Since we first wrote on this subject in 1893 the Spanish ibex has passed through a crisis that came perilously near extirpation. Up to the date named, and for several years later, none of the great landowners of Spain, within whose titles were included the vast sierras and mountain-ranges that form its home, had cherished either pride or interest in the Spanish wild-goat. Some were dimly conscious of its existence on their distant domains: but that was all. Not a scintilla of reproach is here inferred. For these mountain-ranges are so remote and so elevated as often to be almost inaccessible—or accessible only by organised expedition independent of local aid. Their sole human inhabitants are a segregated race of goat-herds, every man of them a born hunter, accustomed from time immemorial to kill whenever opportunity offered—and that regardless of size, sex, or season. That the ibex should have survived such persecution by hardy mountaineers bespeaks their natural cunning. Their survival was due to two causes—first, the antiquated weapons employed, but, more important, the astuteness of the game and the “defence” it enjoyed in the stupendous precipices and snow-fields of those sierras, great areas of which remain inaccessible even to specialised goat-herds, save only for a limited period in summer.

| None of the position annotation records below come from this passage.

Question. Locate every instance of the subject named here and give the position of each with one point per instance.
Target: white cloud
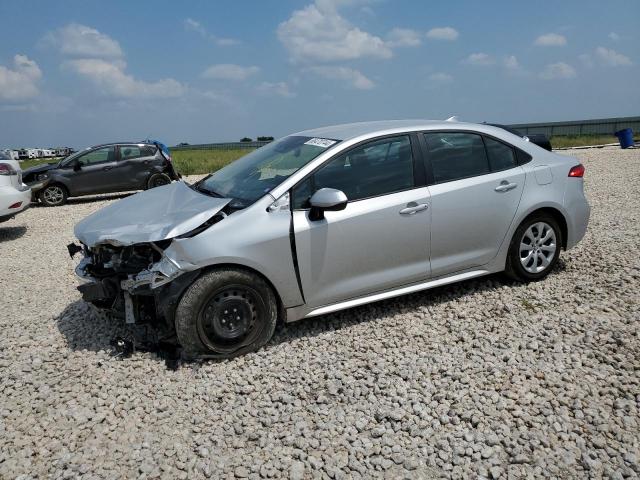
(586, 60)
(20, 82)
(440, 77)
(192, 25)
(611, 58)
(82, 41)
(403, 37)
(111, 79)
(318, 33)
(102, 63)
(354, 77)
(443, 33)
(229, 71)
(280, 89)
(558, 70)
(550, 40)
(479, 59)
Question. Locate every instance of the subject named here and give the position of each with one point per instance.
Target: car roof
(348, 131)
(113, 144)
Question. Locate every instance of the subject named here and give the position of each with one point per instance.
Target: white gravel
(482, 379)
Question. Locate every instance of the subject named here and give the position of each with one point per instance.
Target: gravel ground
(482, 379)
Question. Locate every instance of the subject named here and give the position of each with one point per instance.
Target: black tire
(157, 180)
(53, 195)
(225, 313)
(514, 267)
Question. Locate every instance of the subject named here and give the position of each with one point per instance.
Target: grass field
(581, 140)
(187, 162)
(194, 162)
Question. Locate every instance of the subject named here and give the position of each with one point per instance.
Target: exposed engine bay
(135, 283)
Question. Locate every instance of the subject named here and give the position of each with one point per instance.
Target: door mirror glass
(326, 199)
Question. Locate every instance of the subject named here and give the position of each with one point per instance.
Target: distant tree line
(259, 139)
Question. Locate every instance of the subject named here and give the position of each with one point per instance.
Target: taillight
(6, 169)
(577, 171)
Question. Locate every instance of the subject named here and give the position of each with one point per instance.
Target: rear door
(97, 172)
(380, 240)
(476, 190)
(136, 165)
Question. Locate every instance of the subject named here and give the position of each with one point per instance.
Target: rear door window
(100, 155)
(456, 155)
(501, 156)
(128, 152)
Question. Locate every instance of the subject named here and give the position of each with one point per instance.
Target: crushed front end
(136, 283)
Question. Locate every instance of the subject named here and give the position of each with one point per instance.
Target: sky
(82, 72)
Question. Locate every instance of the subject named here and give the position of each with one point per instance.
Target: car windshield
(254, 175)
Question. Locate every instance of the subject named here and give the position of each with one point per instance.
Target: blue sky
(80, 72)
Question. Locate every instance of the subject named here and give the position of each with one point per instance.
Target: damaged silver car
(325, 220)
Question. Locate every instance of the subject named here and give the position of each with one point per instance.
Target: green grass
(581, 140)
(187, 162)
(195, 162)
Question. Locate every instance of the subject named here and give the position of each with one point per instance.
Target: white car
(15, 196)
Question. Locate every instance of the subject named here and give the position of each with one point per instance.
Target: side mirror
(326, 199)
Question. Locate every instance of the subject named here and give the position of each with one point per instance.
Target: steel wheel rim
(230, 318)
(53, 194)
(537, 247)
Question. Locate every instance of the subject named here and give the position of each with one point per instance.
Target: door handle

But no wild animal, however astute or whatever its “defence,” can withstand for ever perpetual, skilled human persecution. During the early years of the present century the Spanish ibex appeared doomed beyond hope. Private efforts over such vast areas were obviously difficult, if not impossible.

We rejoice to add that at this eleventh hour a new era of existence has been secured to Capra hispánica at that precise psychological moment when its scant survivors were struggling in their last throes. The change is due to graceful action by the landowners in certain great mountain-ranges; and if our own explorations and our writings on the subject have also tended to assist, none surely will grudge the authors this expression of pride in having helped, however humbly, to preserve not only to Spain, but to the animal-world, one of its handsomest species.

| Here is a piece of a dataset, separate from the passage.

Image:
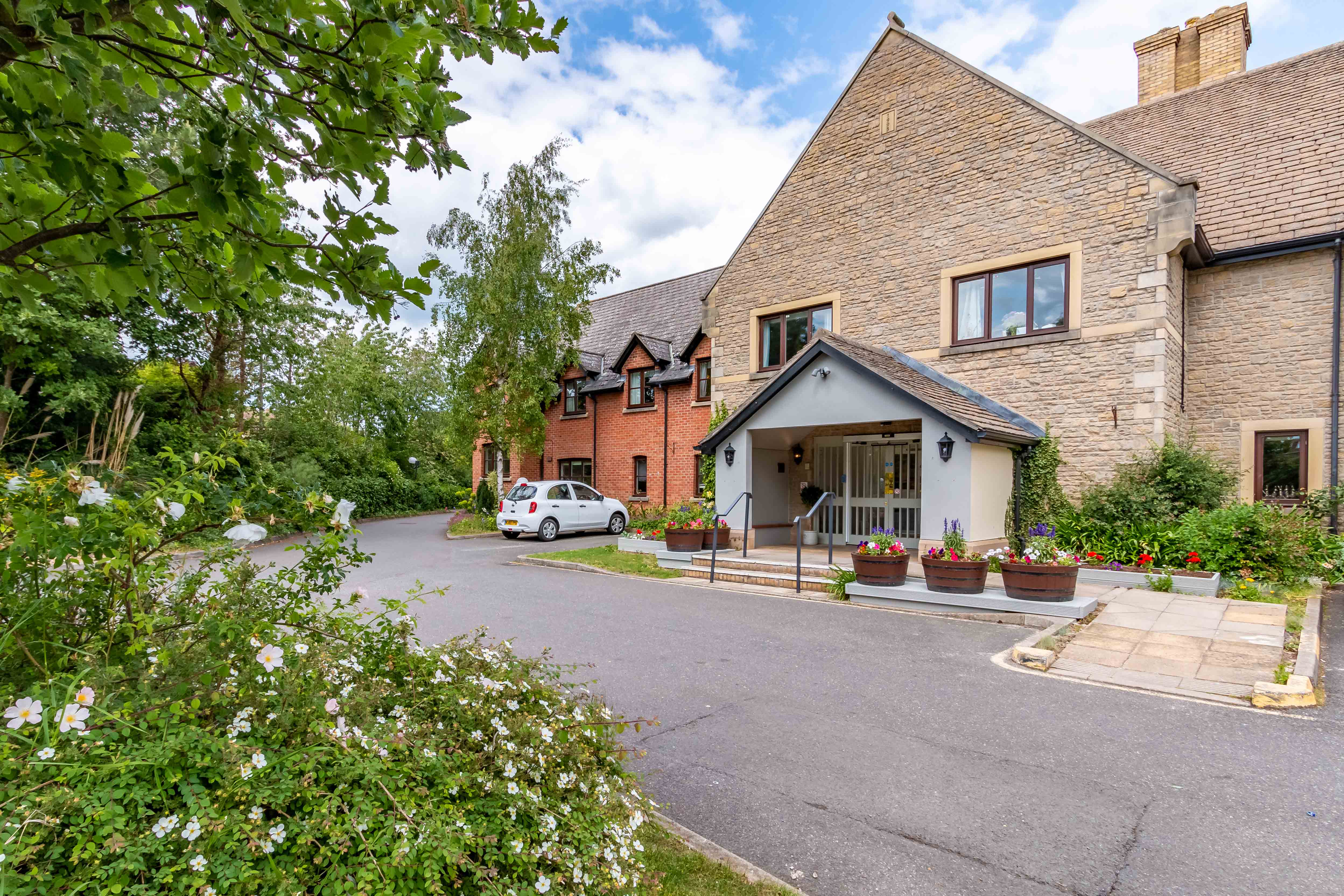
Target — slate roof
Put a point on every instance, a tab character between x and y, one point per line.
957	401
1266	147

This new era took different forms in different places. In certain sierras—those of less boundless area—the owners have undertaken the preservation of the ibex partly from their realising the tangible asset this game-beast adds to the value of barren mountain-land, and partly in view of the legitimate sport that an increase in stock may hereafter afford.

But the main factor which has assured success (and which in itself led up to the private efforts just named) took origin in the great Sierra de Grédos. This elevated region is the apex of the long cordillera of central Spain, the Carpeto-Vetonico range, which extends from Moncayo, east of Madrid, for some 300 miles through the Castiles and Estremadura, forming the watershed of Tagus and Douro. It separates the two Castiles, and passing the frontier of Portugal is there known as the Serra da Estrella, which, with the Cintra hills, extends to the Atlantic sea-board. Along all this extensive cordillera there is no more favoured resort of ibex than its highest peak, the Plaza de Almanzór, of 2661 metres altitude (= 8700 feet) above sea-level.

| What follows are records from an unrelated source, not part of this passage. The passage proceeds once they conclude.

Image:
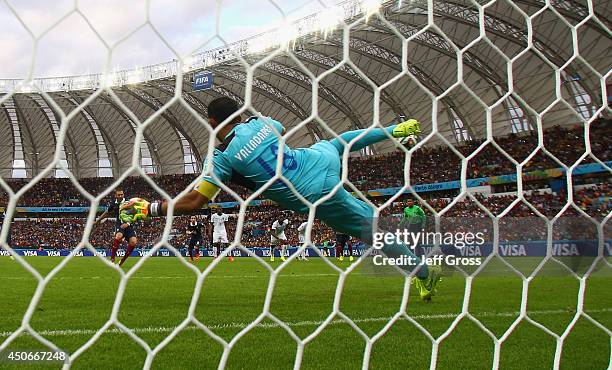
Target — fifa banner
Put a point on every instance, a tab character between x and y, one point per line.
562	248
56	209
202	81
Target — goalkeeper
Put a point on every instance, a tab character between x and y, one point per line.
414	216
248	156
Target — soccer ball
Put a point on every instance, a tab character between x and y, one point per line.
408	141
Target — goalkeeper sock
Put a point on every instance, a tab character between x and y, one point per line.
114	248
371	137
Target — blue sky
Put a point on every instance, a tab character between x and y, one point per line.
71	47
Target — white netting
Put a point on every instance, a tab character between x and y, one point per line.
356	13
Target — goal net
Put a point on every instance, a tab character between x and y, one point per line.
510	95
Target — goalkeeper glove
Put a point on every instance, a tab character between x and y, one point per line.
407	128
134	209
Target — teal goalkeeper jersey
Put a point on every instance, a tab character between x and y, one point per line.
249	154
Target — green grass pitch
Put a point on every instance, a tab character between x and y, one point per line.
79	299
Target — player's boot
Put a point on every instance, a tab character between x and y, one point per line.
407	128
427	286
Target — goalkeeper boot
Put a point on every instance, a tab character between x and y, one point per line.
407	128
427	286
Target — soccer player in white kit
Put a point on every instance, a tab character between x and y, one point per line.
302	239
277	236
218	220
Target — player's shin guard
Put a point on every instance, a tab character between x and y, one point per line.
127	253
114	249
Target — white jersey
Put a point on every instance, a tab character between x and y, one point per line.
302	232
278	229
218	222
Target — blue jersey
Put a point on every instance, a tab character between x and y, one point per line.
249	155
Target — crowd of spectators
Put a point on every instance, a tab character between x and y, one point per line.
427	165
520	223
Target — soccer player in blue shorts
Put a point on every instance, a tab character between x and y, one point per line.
248	156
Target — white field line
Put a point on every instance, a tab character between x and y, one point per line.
269	325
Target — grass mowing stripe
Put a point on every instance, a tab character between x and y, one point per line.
241	325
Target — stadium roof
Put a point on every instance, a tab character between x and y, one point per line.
421	52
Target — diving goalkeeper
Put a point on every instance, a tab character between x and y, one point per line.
248	156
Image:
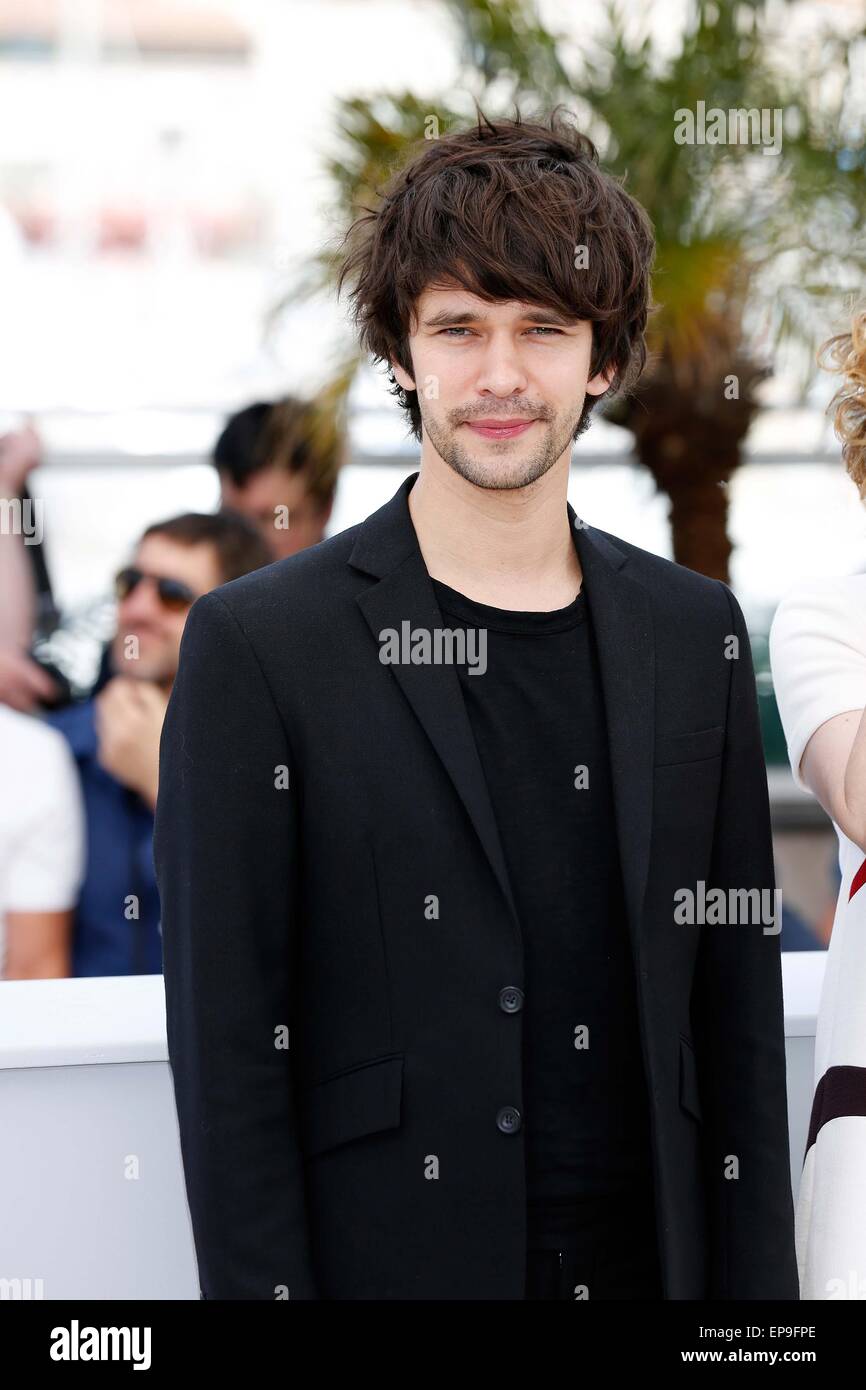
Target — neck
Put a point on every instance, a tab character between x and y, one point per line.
509	548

In 1905, when the ibex were about at their last gasp, the proprietors of the Nucléo central, which we may translate as the Heart of Grédos, of their own initiative, ceded to King Alfonso XIII. the sole rights-of-chase therein, and His Majesty commissioned the Marquis of Villaviciosa de Asturias to appoint an adequate force of guards.

Six guards were selected from the self-same goat-herds who, up to that date, had themselves been engaged in hunting to extermination the last surviving ibex of the sierra, and whom we had ourselves employed during various expeditions therein.

The ceded area comprised all the best game-country, defined as the “Circo de Grédos”—including the gorge of the Laguna Grande, the Risco del Fraile, Risco del Francés, and that of Ameál de Pablo, together with the wild valley of Las Cinco Lagunas—as shown on rough sketch-plan annexed.